Expensive Long Distance & Text Charges
Today, I can view a website from halfway around the world at no extra charge. Yet I have to pay a hefty fee to phone my grandma two towns over. What if I want to text my best friend in the US. On AIM it's free, on my cell it's 30 cents a message. With today's advanced IP-based telephony, expensive long distance and text rates amount to little more than gouging. We all know it costs nowhere near that for the phone company to make the call. With North American infrastructure so intertwined, calls made to anywhere in Canada and the US should all be considered local.

Cable Boxes
It dawned on my how much electricity my satellite box consumes. It runs like a space heater. It's also yet another component hogging space on my AV shelf. Then I thought, why can't this technology be downsized. Why does it have to be the size of a DVD player. Heck, the DVR units are almost the size of home theatre receivers. Yet, I can get an HDTV tuner for my laptop that's the size of USB memory stick. Better idea, why can't the tech be standardized like cell phones, be built into TVs, and be used with a SIM card. Don't cut the cables, cut the box.

Proprietary Formats
Sony is one company that has always insisted on developing its own proprietary formats. Sometimes it goes well for them, sometimes not. Memory Stick is a good example of a bad idea. This flash storage card is often double the price of comparable SD cards and only works with Sony devices. Cables are another culprit. Look how many different power adaptors there are for cell phones. We kind of expect that everything should just work with everything. In most cases it does. I can take any SATA or USB hard drive and it will work in my Mac, PC, and PS3. Yet some companies keep insisting in tying us down to their brand.

DRM Locked Videos
Music went the copy-protection-free route a couple of years ago and never looked back. iTunes is still raking in millions of sales. Yet videos are still locked down. Media servers are the iPod for your DVD collection. Yet you technically still have to break the law to get DVDs you've bought on them. It's hardly fair to consumers. Maybe it's time commercial DVDs and downloadable videos be stripped of their copy protection to reflect the new technological reality. It may even boost sales if people know they can watch their collections on demand anywhere in the house on any screen. Imagine that!

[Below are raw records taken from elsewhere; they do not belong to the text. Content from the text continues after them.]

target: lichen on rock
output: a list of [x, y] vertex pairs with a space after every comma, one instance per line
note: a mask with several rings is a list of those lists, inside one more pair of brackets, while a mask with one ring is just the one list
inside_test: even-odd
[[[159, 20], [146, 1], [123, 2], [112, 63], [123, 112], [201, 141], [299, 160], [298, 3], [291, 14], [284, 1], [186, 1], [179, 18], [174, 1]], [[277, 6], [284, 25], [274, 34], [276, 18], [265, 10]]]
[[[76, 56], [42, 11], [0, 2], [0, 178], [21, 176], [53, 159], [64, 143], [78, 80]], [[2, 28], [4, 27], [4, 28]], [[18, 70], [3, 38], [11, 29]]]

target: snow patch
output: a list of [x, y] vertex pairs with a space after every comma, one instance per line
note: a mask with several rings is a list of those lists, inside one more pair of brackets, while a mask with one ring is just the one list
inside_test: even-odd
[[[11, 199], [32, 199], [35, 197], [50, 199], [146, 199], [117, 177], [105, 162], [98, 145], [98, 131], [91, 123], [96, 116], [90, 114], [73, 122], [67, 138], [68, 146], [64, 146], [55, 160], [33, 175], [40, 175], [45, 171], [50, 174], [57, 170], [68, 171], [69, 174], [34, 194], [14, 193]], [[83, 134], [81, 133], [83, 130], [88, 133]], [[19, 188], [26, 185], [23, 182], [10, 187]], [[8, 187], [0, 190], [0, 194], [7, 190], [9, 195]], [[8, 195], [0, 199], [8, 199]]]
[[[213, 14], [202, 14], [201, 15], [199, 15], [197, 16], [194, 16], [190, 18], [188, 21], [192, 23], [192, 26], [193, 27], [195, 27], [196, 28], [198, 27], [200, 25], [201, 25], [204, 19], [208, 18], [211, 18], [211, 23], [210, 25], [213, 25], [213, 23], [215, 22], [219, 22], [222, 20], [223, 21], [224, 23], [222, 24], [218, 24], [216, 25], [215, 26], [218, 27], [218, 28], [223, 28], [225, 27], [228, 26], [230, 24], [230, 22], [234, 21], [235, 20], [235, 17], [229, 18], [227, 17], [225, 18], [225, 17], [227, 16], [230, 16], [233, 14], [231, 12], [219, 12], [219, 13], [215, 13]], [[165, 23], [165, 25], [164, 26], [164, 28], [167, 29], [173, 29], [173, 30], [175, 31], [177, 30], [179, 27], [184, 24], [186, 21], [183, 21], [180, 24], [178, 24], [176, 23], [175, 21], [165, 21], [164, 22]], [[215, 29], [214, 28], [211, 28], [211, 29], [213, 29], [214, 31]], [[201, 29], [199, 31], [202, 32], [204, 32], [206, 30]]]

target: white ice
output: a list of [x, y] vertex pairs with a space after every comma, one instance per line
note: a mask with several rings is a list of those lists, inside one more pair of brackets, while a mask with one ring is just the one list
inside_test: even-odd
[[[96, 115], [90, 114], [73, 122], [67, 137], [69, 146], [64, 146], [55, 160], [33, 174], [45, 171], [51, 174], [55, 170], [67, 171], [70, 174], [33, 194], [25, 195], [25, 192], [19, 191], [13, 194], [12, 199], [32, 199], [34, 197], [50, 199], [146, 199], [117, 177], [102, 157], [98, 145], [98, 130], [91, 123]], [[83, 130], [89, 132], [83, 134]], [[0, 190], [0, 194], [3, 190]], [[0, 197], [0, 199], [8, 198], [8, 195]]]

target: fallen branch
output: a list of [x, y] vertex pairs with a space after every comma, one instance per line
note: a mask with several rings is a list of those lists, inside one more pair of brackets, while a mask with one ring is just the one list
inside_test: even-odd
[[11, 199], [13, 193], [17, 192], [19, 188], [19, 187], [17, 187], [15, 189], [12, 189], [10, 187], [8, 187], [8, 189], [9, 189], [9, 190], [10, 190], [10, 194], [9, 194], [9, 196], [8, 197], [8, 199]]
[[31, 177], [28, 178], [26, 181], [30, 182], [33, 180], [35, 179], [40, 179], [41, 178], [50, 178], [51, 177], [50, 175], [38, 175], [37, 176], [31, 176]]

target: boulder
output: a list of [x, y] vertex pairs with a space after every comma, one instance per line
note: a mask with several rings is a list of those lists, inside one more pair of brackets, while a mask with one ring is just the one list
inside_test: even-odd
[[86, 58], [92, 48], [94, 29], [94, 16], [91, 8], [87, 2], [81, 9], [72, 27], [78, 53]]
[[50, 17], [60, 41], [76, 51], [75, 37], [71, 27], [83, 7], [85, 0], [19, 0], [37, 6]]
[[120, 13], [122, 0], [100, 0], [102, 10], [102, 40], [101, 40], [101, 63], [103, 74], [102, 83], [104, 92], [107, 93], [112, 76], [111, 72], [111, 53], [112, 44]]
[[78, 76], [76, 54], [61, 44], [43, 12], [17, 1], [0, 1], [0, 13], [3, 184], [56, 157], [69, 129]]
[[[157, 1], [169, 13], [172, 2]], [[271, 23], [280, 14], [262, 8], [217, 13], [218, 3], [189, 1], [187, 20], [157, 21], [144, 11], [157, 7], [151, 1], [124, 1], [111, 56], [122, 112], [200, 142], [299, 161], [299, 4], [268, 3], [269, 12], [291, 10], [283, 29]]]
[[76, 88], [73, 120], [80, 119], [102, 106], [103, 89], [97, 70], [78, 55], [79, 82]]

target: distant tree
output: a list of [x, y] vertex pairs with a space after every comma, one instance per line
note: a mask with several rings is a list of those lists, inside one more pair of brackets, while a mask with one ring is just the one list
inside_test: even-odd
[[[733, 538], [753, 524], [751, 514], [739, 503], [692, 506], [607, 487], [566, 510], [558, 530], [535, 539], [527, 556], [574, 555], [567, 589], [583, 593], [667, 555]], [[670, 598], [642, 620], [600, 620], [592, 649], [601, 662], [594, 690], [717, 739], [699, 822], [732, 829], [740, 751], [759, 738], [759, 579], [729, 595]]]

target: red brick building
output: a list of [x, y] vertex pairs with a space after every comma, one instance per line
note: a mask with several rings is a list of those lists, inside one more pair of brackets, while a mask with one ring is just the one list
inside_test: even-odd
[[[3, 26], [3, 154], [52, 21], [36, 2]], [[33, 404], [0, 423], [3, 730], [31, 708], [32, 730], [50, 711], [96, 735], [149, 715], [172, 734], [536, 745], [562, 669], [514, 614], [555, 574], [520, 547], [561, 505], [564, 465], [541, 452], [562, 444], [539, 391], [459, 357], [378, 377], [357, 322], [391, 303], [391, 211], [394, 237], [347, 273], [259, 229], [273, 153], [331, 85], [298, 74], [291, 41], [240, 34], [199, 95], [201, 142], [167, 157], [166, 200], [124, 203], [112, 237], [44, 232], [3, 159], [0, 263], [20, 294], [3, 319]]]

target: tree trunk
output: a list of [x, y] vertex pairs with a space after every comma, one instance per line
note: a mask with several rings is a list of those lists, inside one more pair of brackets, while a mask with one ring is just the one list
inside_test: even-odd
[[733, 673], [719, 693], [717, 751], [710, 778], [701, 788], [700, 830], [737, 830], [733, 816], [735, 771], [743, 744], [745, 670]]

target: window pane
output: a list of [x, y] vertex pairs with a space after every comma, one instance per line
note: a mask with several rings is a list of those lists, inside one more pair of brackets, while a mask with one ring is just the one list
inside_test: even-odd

Adobe Flash and Adobe Reader
Today's Internet is built on Flash and Acrobat. They're the two Adobe programs that everyone uses. Problem is they're also terrible. Sure, I've complained that the iPad lack of Flash is a big problem. That's because the vast majority of video sites use it. Acrobat and Flash both have the same problems. They're bloated resource hogs that are plagued with security issues, and they don't run very well on non-Windows platforms. Even on Windows, there's nothing spectacular to look at. Acrobat's slow performance can be remedied with Foxit or Apple's Preview. Flash is here to stay because there are no viable alternatives. HTML5 is being pushed by Apple but its still in its infancy. Looks like we'll be dealing with the big, bloated red 'f' for a long time to come.